Our national preparations for war follow a choreography that has predetermined steps.

A Danse Macabre
Illustration By Jason Stout

William L. Shirer was an American journalist reporting on Hitler's Berlin from 1934 to 1941 (he would later write The Rise and Fall of the Third Reich). His Berlin Diary makes eerie reading now -- the atmosphere he describes feels familiar. He noted in October 1939: "I suppose every government that has ever gone to war has tried to convince its people of three things: 1) that right is on its side; 2) that it is fighting purely in defense of the nation; 3) that it is sure to win." Shirer documented the danse macabre that, for a century or more, seems a set ritual for modern nations on the brink of war -- any kind of nation, any kind of war.

First and foremost is the relentless military buildup that continues unabated no matter what negotiations are going on and no matter what the citizenry feels or expresses.

Second is the breaking of treaties and the sweeping aside of laws and precedents that might stand in the way of domination and war. We see this in the Bush administration's canceling of arms agreements with Russia; its backing out of America's commitment to the World Court and the Kyoto environmental treaty; its insistence, against the will of our allies, on building the so-called "missile-defense shield"; its antagonism to the United Nations; its defiance of our Constitution, imprisoning Americans without evidence or trial (though the Bill of Rights clearly states that all Americans, without exception, are entitled to lawyers and to a fair trial in which the evidence against them must be made public); its USA PATRIOT and Homeland Security acts, confining our liberties and implementing Total Information Awareness, a Pentagon operation to assemble dossiers on every American citizen; and in Bush's stated willingness to use atomic weapons in "conventional" warfare and his disruptive new doctrine of "pre-emptive" war, claiming the "right" to aggression against any country he feels might be a threat -- thereby not merely rewriting but canceling the most basic principles of what until now was considered international law.

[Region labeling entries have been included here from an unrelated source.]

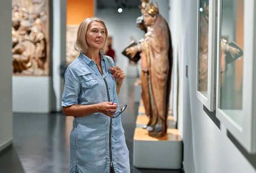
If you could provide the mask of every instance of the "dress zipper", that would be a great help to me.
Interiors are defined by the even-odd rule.
[[[103,78],[103,80],[105,82],[105,84],[106,84],[106,87],[107,88],[107,94],[108,95],[108,100],[109,102],[110,102],[110,98],[109,98],[109,92],[108,91],[108,84],[107,83],[107,81],[106,81],[106,79],[105,79],[105,77],[104,77],[104,74],[103,74],[103,71],[102,70],[102,66],[101,62],[100,63],[100,67],[101,68],[102,70],[102,74],[100,72],[99,69],[99,67],[97,65],[97,67],[98,68],[98,69],[99,71],[99,73],[101,74],[102,76],[102,78]],[[110,159],[110,173],[111,173],[111,170],[113,169],[113,171],[114,173],[115,171],[114,171],[114,168],[113,167],[113,164],[112,162],[112,152],[111,150],[111,130],[112,130],[112,117],[110,117],[110,125],[109,127],[109,157]]]

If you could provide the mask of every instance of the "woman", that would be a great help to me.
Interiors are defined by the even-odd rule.
[[[121,116],[112,118],[125,75],[102,54],[107,37],[100,19],[83,21],[75,45],[80,55],[65,72],[62,105],[66,116],[74,117],[70,173],[130,173]]]

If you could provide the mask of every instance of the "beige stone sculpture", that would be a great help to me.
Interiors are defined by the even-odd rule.
[[[12,0],[14,75],[49,74],[48,3],[47,0]]]

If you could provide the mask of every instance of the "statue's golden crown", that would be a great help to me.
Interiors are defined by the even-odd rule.
[[[157,6],[154,6],[152,3],[148,4],[144,10],[144,11],[150,14],[159,14],[157,4]]]

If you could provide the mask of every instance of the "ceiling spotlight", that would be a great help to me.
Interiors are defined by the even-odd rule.
[[[121,8],[119,8],[119,9],[118,9],[117,10],[117,11],[119,13],[122,13],[122,9]]]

Third step in this danse macabre are the endless conferences, negotiations, meetings, consultations. Everybody talks. Nothing changes. Everybody says war will be "the last resort" when it is clear they consider war the only resort. Everybody spends months repeating that war is not inevitable but behaving as though war is the only possible outcome. The nation intent on war uses conferences, negotiations, etc., as a stall while it gets in position to open fire. The nations about to be attacked, and those that will be affected, play for time, for leverage, for sympathy, for anything they can get before the explosion that everyone knows is coming.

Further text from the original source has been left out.